The stack trace showed where this happened, and the left field on the left of the previous screenshot displayed the code. The error was obvious and I corrected it immediately. Usual stuff (see “just another day at the office”).

The reason why the mistake was caught right away as a precondition violation is that the precondition valid_position means in this case (as one readily sees by clicking on it) not after: you cannot advance the cursor if you are already on the last element. In the old version of the loop after is, correspondingly, the exit condition. But in the faulty new version every iteration would execute forth, so that the last time around we are at the wrong position. Now perhaps you think that this does not matter after all, since we do not do anything with the cursor; but hold on.

Once in a while I wonder how people manage when they do not have such mechanisms at their disposal; so just for fun I decided to put the faulty line back in, turn off contract monitoring, and re-run the test. I expected that I might get some kind of weird crash, but no: the execution proceeded smoothly. Only by looking at the results in detail did I notice that one of them at least was off: it read

whereas the correct result is

In other words, the result adds just a few elements to the “alias relation” (if you want to know what this example is about see this post and the draft article on the “alias calculus” to which it refers). The difference is sufficiently small that in the absence of automatic tools it might have remained undetected for a while, and I shudder at the thought of all the debugging effort that would then have been necessary.
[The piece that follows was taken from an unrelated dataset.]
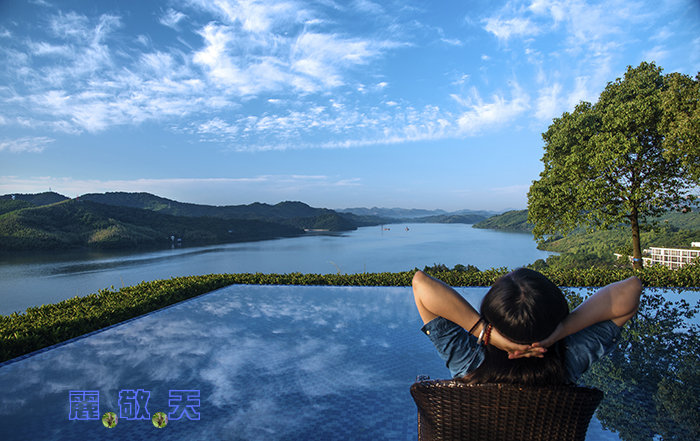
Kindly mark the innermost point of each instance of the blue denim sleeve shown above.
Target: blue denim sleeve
(589, 345)
(456, 346)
Putting this quite ordinary example in the context of my work (on and off) on this particular program over the past couple of months, I can think of perhaps a hundred such mistakes; this is an estimate only — I do not track things carefully enough, Watts Humphrey would be ashamed of me — but I believe it is not too far from reality. Out of these, I had to go into a real debugging session about five times; not a pleasant experience, even with a great debugger, because I am dealing with delicate stuff, including loops that iterate until reaching a fixpoint (so that the slightest mistake can lead to non-termination). All the other cases, i.e. the vast majority, were caught as either type errors or contract violations.
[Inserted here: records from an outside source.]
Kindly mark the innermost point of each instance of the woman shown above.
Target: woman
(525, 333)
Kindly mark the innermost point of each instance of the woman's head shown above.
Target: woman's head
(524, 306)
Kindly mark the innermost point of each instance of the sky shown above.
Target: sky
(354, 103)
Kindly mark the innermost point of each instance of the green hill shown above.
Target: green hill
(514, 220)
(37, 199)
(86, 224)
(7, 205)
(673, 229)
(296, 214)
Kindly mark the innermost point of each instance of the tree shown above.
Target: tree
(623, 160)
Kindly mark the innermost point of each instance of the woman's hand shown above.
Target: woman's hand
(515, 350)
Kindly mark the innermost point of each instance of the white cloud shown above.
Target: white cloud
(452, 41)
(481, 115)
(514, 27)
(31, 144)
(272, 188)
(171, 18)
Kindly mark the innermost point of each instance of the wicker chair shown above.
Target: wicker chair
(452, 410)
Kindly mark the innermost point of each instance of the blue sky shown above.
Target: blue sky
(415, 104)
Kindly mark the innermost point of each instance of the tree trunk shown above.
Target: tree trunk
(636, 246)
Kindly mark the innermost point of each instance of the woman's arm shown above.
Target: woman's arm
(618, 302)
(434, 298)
Type errors are the nicest cases, because the next compilation detects them immediately; it is amazing how a good type system will catch subtle errors. Perhaps my current program is a bit special as I use complex data structures; many an error that would otherwise been hard to spot gets caught as the use of (say) a hash table whose keys are hash tables of lists of expressions made of variables, rather than a hash table whose keys are lists of hash tables of variables and expressions. Still, I keep wondering how I would do with less typing. There is a lot of fuss right now around “Dynamic languages”, and I am all for dynamism, lots of it, but static type checking is not something I will ever renounce.

Unlike with type mismatches, detecting contract violations currently still requires execution, but in practice the process is almost as effective. As in the example I described, what happens is that you end up with software that has so many built-in consistency conditions, automatically monitored during development, that if you made a mistake somewhere it will almost always trigger a violation of one of these conditions — even if the mistake and the condition it violates are in separate parts of the code.
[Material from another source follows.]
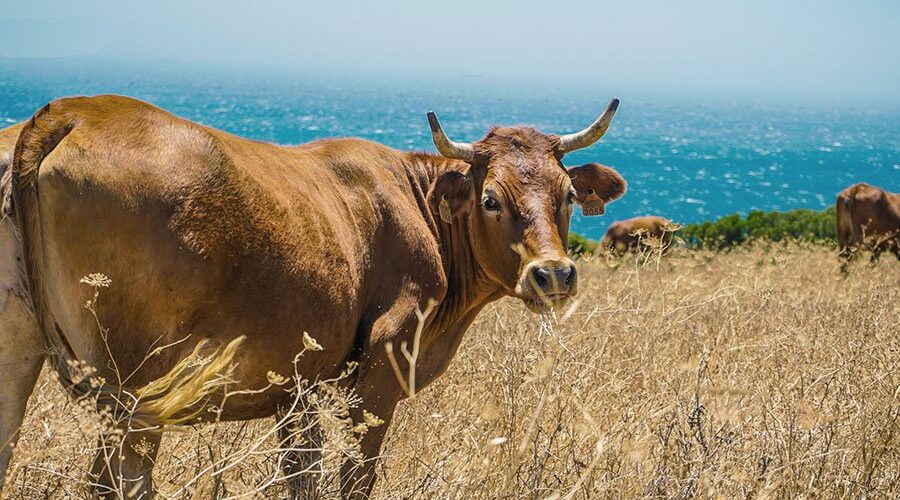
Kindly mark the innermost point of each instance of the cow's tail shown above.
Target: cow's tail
(176, 397)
This method of quickly getting software right works best when you do not have to write all the contracts yourself but rely, as I do, on a powerful machinery taking advantage of contracts: libraries carefully built with the support of preconditions, postconditions, class invariants and check instructions. In the example, the mistake was in my code, but was caught through a precondition in a library routine. This is a daily experience for people who have the benefit of such machinery.

Now it is possible to draw a simple conclusion from all this: that I am a sloppy programmer. Maybe. If everything you write is perfect the first time, the regrettable possibility exists that you just wasted your time reading this entry all the way to its last word.